Prepared by: Colin Pistell
In this report we examine the public heath and economic impact of severe weather events since 1950. We used data from the NOAA Storm Database to determine that tornadoes have had the greatest impact on public health while flooding has had the greatest impact on the economy. We then examine what locations around the country are most likely to be affected by tornadoes and flooding and determine that Texas, Florida and much of the South and Mid-west should take steps to be well prepared for the impact of tornadoes while the mid-west should be more prepared for flooding.
First, we load some required packages and take a snapshot of our Session Info:
require("dplyr")
## Loading required package: dplyr
##
## Attaching package: 'dplyr'
##
## The following object is masked from 'package:stats':
##
## filter
##
## The following objects are masked from 'package:base':
##
## intersect, setdiff, setequal, union
require("ggplot2")
## Loading required package: ggplot2
require("reshape2")
## Loading required package: reshape2
require("maps")
## Loading required package: maps
sessionInfo()
## R version 3.1.1 (2014-07-10)
## Platform: x86_64-w64-mingw32/x64 (64-bit)
##
## locale:
## [1] LC_COLLATE=English_United States.1252
## [2] LC_CTYPE=English_United States.1252
## [3] LC_MONETARY=English_United States.1252
## [4] LC_NUMERIC=C
## [5] LC_TIME=English_United States.1252
##
## attached base packages:
## [1] stats graphics grDevices utils datasets methods base
##
## other attached packages:
## [1] maps_2.3-9 reshape2_1.4 ggplot2_1.0.0 dplyr_0.3.0.2
##
## loaded via a namespace (and not attached):
## [1] assertthat_0.1 colorspace_1.2-4 DBI_0.3.1 digest_0.6.4
## [5] evaluate_0.5.5 formatR_1.0 grid_3.1.1 gtable_0.1.2
## [9] htmltools_0.2.6 knitr_1.7 magrittr_1.0.1 MASS_7.3-33
## [13] munsell_0.4.2 parallel_3.1.1 plyr_1.8.1 proto_0.3-10
## [17] Rcpp_0.11.3 rmarkdown_0.3.8 scales_0.2.4 stringr_0.6.2
## [21] tools_3.1.1 yaml_2.1.13
Next, we load the dataset into R. The dataset must be downloaded from here (47megs) and unzipped into our working directory.

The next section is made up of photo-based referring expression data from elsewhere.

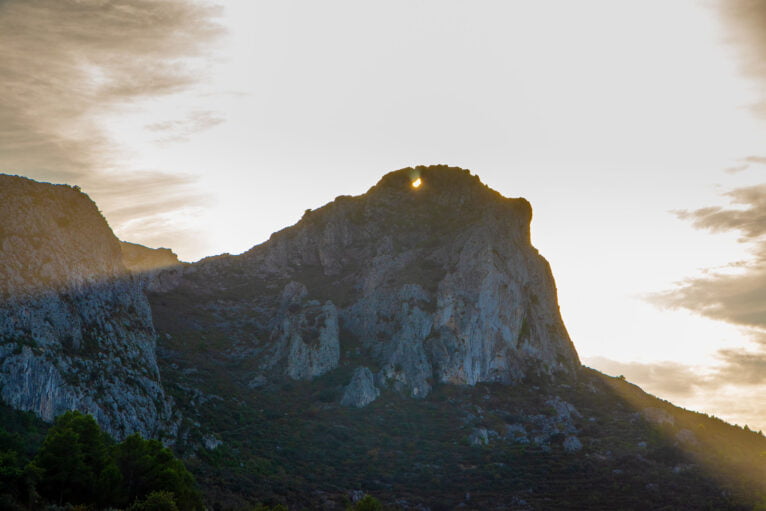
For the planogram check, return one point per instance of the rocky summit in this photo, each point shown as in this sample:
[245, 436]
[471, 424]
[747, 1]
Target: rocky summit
[437, 283]
[405, 343]
[76, 330]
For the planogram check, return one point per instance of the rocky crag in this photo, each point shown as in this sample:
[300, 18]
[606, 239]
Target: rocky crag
[413, 286]
[76, 329]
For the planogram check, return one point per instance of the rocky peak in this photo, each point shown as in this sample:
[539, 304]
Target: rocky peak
[138, 258]
[76, 329]
[436, 283]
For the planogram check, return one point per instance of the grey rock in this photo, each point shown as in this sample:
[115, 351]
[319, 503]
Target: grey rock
[211, 443]
[361, 391]
[76, 329]
[439, 284]
[479, 437]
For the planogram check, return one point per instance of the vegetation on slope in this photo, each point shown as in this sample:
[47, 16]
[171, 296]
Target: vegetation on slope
[76, 463]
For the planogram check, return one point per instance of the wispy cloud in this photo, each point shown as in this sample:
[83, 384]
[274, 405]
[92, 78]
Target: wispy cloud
[737, 297]
[67, 64]
[178, 130]
[735, 294]
[732, 390]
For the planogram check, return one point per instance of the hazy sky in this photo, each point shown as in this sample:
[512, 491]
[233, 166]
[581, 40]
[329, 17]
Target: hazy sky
[636, 129]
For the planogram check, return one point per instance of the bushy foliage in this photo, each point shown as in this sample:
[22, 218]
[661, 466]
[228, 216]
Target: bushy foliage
[79, 464]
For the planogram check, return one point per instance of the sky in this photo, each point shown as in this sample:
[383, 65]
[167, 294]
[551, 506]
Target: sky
[637, 130]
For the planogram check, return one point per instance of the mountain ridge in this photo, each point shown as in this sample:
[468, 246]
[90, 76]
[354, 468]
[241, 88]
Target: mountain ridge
[405, 343]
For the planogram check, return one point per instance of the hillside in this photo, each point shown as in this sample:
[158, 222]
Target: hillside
[76, 331]
[405, 343]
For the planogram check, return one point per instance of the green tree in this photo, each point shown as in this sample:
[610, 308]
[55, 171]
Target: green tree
[367, 503]
[74, 464]
[147, 466]
[156, 501]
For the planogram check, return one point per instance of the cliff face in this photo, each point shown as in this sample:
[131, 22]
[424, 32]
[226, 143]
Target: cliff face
[418, 285]
[76, 330]
[140, 259]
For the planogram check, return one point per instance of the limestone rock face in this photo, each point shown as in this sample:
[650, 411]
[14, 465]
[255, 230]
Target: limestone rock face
[362, 390]
[76, 330]
[138, 258]
[432, 284]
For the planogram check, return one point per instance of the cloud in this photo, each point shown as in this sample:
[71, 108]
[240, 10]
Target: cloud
[746, 163]
[178, 130]
[662, 378]
[738, 296]
[745, 21]
[65, 65]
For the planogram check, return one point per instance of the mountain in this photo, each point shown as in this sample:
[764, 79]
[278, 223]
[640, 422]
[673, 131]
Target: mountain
[140, 259]
[76, 330]
[405, 343]
[419, 286]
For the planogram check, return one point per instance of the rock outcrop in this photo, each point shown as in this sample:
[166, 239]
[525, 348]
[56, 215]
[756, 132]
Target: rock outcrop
[76, 329]
[138, 258]
[438, 283]
[362, 390]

stormdata <- read.csv("repdata-data-StormData.csv")
Now we can get some basic info about the dataset:
dim(stormdata)
## [1] 902297 37
names(stormdata)
## [1] "STATE__" "BGN_DATE" "BGN_TIME" "TIME_ZONE" "COUNTY"
## [6] "COUNTYNAME" "STATE" "EVTYPE" "BGN_RANGE" "BGN_AZI"
## [11] "BGN_LOCATI" "END_DATE" "END_TIME" "COUNTY_END" "COUNTYENDN"
## [16] "END_RANGE" "END_AZI" "END_LOCATI" "LENGTH" "WIDTH"
## [21] "F" "MAG" "FATALITIES" "INJURIES" "PROPDMG"
## [26] "PROPDMGEXP" "CROPDMG" "CROPDMGEXP" "WFO" "STATEOFFIC"
## [31] "ZONENAMES" "LATITUDE" "LONGITUDE" "LATITUDE_E" "LONGITUDE_"
## [36] "REMARKS" "REFNUM"
We can see that there are 37 variables and 902297 rows. However, we only care about variables associated with Event Type, Casualty and Economic damage info, and perhaps State information. So we can filter our dataset accordingly:
strm <- select(stormdata, EVTYPE, STATE, FATALITIES, INJURIES, PROPDMG, PROPDMGEXP, CROPDMG, CROPDMGEXP) %>% group_by(EVTYPE)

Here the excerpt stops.